Perhaps it takes the mass media to illustrate the skewed focus of corporate law. Here we have the [at least for now] CEO of Tribune Company, Randy Michaels, under fire for a lot of superficial things, such as an alleged frat house atmosphere in the company, while his role in the company going into and staying in bankruptcy during his three year tenure wasn’t enough to bring about such scrutiny or cause the board concern about its own exposure. It took a misstep by one of his subordinates in circulating an offensive video and public disclosure of a ‘frat house’ atmosphere to bring things to this point. (Tribune Co. CEO Randy Michaels: I have not resigned, Chicago Tribune, 10/19/2010)

But sources said board members were concerned that Michaels had publicly embarrassed an iconic Chicago institution, made many of its employees uncomfortable, and had aggravated an already-tortuous 22-month-old bankruptcy process at a highly delicate stage.

In light of those issues, board members also were becoming concerned that the behavior of Michaels and his management team might open them up to legal action over their fiduciary duty to protect the company, the sources said.
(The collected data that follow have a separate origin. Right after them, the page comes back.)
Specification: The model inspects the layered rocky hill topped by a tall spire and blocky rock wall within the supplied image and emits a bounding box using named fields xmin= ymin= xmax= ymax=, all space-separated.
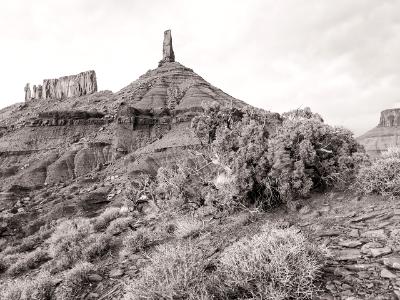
xmin=0 ymin=31 xmax=245 ymax=207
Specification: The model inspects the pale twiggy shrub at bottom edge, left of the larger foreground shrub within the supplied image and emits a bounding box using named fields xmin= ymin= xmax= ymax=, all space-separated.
xmin=124 ymin=243 xmax=207 ymax=300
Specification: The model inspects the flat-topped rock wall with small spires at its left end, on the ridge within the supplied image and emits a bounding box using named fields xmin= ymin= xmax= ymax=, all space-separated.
xmin=24 ymin=70 xmax=97 ymax=101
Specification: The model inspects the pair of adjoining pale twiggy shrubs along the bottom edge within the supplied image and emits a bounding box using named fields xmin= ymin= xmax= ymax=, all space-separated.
xmin=125 ymin=226 xmax=325 ymax=300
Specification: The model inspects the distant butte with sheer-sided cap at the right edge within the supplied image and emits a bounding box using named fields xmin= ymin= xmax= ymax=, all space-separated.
xmin=357 ymin=109 xmax=400 ymax=156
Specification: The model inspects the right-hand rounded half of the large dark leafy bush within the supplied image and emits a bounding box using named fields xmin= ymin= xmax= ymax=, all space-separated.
xmin=268 ymin=109 xmax=366 ymax=202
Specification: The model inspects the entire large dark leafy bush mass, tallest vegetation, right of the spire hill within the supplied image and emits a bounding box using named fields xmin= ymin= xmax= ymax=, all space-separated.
xmin=192 ymin=106 xmax=365 ymax=207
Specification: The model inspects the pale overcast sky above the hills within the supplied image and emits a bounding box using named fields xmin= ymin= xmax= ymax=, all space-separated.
xmin=0 ymin=0 xmax=400 ymax=135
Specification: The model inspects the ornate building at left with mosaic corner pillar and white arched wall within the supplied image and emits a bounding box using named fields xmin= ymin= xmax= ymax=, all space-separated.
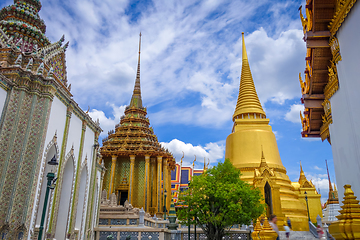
xmin=0 ymin=0 xmax=104 ymax=240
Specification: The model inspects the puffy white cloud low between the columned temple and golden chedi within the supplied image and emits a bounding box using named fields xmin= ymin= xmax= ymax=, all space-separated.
xmin=161 ymin=139 xmax=225 ymax=168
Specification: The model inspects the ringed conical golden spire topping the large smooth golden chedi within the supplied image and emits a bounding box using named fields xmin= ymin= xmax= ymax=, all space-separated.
xmin=233 ymin=33 xmax=266 ymax=120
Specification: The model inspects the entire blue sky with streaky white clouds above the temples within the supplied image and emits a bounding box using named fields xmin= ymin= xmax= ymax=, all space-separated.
xmin=2 ymin=0 xmax=334 ymax=202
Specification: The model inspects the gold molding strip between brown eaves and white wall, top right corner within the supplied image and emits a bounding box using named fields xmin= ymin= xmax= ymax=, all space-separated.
xmin=329 ymin=0 xmax=356 ymax=36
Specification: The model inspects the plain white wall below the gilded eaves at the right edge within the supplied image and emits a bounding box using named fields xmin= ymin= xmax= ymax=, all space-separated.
xmin=330 ymin=2 xmax=360 ymax=204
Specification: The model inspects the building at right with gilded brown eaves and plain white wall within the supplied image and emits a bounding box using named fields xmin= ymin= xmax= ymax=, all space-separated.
xmin=300 ymin=0 xmax=360 ymax=202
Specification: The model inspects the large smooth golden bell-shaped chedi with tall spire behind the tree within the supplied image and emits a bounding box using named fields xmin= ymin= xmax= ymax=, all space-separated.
xmin=225 ymin=34 xmax=309 ymax=231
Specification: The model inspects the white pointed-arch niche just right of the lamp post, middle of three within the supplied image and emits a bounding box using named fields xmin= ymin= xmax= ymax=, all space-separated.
xmin=55 ymin=155 xmax=75 ymax=239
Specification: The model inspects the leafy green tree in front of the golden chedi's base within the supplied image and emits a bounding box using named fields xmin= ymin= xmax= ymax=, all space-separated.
xmin=178 ymin=159 xmax=264 ymax=240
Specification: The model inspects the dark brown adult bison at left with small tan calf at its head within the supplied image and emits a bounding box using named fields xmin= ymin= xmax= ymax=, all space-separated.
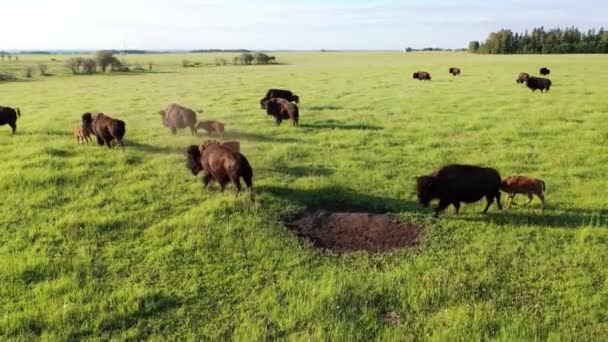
xmin=82 ymin=113 xmax=126 ymax=148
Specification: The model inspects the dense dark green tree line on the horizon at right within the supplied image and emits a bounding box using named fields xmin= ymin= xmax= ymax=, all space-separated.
xmin=469 ymin=26 xmax=608 ymax=54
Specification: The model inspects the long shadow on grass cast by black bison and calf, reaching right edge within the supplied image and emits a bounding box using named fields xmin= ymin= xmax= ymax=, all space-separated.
xmin=460 ymin=208 xmax=608 ymax=228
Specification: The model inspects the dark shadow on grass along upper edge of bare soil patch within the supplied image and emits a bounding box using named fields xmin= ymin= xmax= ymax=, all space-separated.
xmin=258 ymin=186 xmax=418 ymax=214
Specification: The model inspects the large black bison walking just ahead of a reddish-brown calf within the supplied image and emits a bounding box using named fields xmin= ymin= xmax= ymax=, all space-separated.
xmin=416 ymin=164 xmax=502 ymax=216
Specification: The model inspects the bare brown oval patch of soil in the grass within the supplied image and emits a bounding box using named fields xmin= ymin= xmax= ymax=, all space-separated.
xmin=287 ymin=210 xmax=422 ymax=252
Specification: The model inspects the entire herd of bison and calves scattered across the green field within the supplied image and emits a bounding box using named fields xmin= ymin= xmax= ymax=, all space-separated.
xmin=0 ymin=67 xmax=551 ymax=215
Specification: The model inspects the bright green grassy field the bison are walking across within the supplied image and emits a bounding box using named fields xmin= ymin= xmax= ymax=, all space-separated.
xmin=0 ymin=53 xmax=608 ymax=341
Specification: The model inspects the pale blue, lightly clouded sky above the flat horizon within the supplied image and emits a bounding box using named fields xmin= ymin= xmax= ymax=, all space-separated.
xmin=0 ymin=0 xmax=608 ymax=50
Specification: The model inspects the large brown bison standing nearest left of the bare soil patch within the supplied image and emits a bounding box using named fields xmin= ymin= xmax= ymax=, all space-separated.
xmin=186 ymin=141 xmax=253 ymax=194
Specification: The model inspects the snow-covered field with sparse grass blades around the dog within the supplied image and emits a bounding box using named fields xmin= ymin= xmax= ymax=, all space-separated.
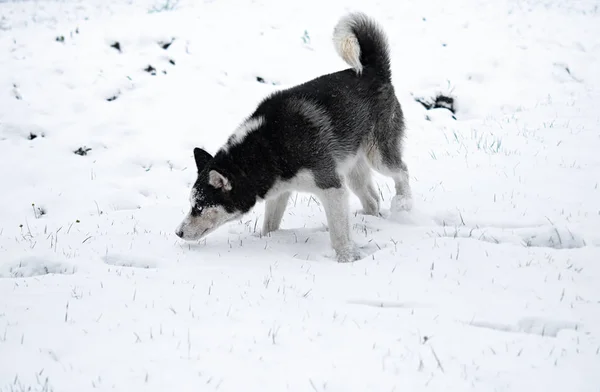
xmin=0 ymin=0 xmax=600 ymax=392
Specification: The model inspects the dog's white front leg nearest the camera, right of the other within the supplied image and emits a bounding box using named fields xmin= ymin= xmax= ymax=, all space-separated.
xmin=318 ymin=186 xmax=361 ymax=263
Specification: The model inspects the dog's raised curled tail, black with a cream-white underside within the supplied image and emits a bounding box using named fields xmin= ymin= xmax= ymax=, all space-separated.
xmin=333 ymin=12 xmax=392 ymax=81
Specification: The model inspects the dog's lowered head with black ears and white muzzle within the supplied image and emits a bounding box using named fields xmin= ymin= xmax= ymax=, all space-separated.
xmin=175 ymin=148 xmax=255 ymax=241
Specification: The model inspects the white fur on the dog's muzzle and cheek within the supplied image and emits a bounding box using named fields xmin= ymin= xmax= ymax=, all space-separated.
xmin=175 ymin=188 xmax=242 ymax=241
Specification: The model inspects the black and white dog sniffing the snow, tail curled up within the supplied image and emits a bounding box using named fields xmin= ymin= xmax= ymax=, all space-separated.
xmin=176 ymin=13 xmax=412 ymax=262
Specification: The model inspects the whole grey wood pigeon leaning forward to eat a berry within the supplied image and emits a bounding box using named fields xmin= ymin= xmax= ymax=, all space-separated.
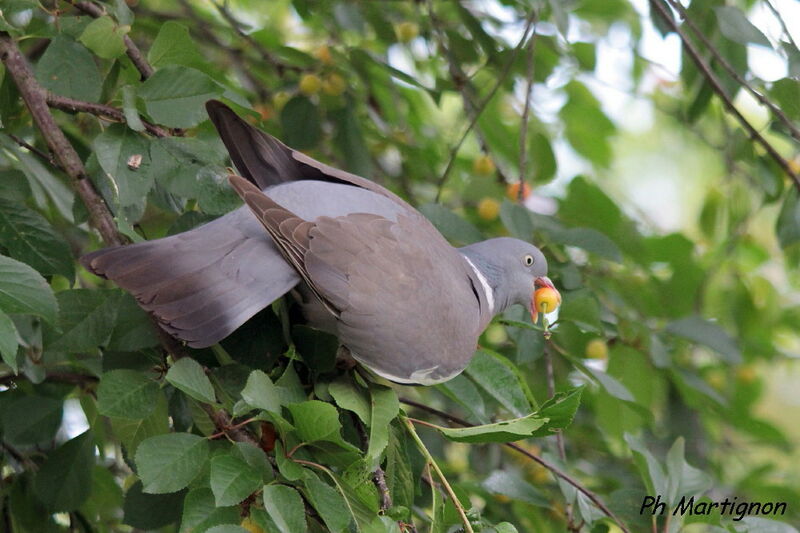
xmin=81 ymin=101 xmax=553 ymax=385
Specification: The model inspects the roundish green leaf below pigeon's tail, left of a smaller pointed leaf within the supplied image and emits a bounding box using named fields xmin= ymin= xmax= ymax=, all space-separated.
xmin=97 ymin=369 xmax=158 ymax=419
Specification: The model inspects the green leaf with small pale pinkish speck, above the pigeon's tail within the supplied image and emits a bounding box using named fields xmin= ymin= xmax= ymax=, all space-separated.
xmin=92 ymin=124 xmax=153 ymax=221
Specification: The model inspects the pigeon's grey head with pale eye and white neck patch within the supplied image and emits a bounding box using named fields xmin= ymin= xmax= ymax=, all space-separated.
xmin=459 ymin=237 xmax=555 ymax=315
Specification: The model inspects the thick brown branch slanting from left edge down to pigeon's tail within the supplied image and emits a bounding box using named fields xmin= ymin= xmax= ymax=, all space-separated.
xmin=0 ymin=32 xmax=126 ymax=246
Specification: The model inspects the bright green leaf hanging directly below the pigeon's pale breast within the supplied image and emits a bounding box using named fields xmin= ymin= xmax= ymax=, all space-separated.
xmin=465 ymin=351 xmax=531 ymax=416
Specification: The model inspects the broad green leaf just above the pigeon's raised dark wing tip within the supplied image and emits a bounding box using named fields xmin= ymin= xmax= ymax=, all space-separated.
xmin=139 ymin=65 xmax=224 ymax=128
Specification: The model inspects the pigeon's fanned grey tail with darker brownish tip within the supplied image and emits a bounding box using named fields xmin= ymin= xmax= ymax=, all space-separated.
xmin=81 ymin=208 xmax=299 ymax=348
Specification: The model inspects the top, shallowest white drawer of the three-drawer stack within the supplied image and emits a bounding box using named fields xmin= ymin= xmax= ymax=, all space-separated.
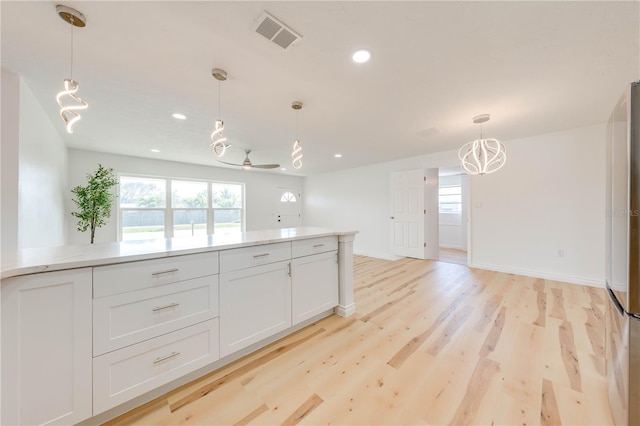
xmin=93 ymin=251 xmax=218 ymax=298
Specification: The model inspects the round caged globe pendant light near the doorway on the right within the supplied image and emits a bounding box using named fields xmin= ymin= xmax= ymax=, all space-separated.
xmin=458 ymin=114 xmax=507 ymax=175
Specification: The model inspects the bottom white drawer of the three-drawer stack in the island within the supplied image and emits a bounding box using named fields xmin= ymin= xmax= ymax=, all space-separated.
xmin=93 ymin=318 xmax=219 ymax=416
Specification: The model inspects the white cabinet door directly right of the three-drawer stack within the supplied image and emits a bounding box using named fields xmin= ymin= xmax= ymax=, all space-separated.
xmin=220 ymin=261 xmax=291 ymax=357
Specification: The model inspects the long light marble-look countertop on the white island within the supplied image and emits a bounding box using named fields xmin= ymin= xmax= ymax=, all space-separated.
xmin=0 ymin=227 xmax=357 ymax=278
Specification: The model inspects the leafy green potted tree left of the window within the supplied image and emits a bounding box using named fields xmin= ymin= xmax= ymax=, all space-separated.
xmin=71 ymin=164 xmax=118 ymax=244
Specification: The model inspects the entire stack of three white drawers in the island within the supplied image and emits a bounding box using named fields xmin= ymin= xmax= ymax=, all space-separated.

To be clear: the juvenile hijinks are wrong, probably illegal and ill-befitting of an executive of a major public company. However, they and the public embarrassment and employee discomfort are a peripheral matter in the grand scheme of things and have nothing to do with return to shareholders, or in this case, creditors, which should as a matter of law, be the board’s focus. Something is wrong with a scenario where a board is motivated to act in accordance with its fiduciary duty only when raucous behavior comes to light, and had no such motivation in the face of poor financial performance resulting in a protracted bankruptcy, and drastic loss of market share.

Something needs to be done about our corporate law environment when CEO’s who have enough sense to avoid personal indiscretions (or keep them private) get a pass on poor strategy or execution, and their performance is subjected to real scrutiny only when juvenile antics come into public view. Similarly, boards should have at least as much legal exposure when they don’t hold management accountable for a lousy job with their core functions as when they don’t react to personal level foolishness.

It’s a curious legal environment indeed when an HP CEO who presided over a doubling of shareholder value and a Tribune CEO who presided over a bankruptcy filing and deterioration of business value during the process suffer the same fate on account of extracurricular personal indiscretion. It’s also a reflection of a system that needs drastic updating to take substantive performance into account as part of directors’ fiduciary duty.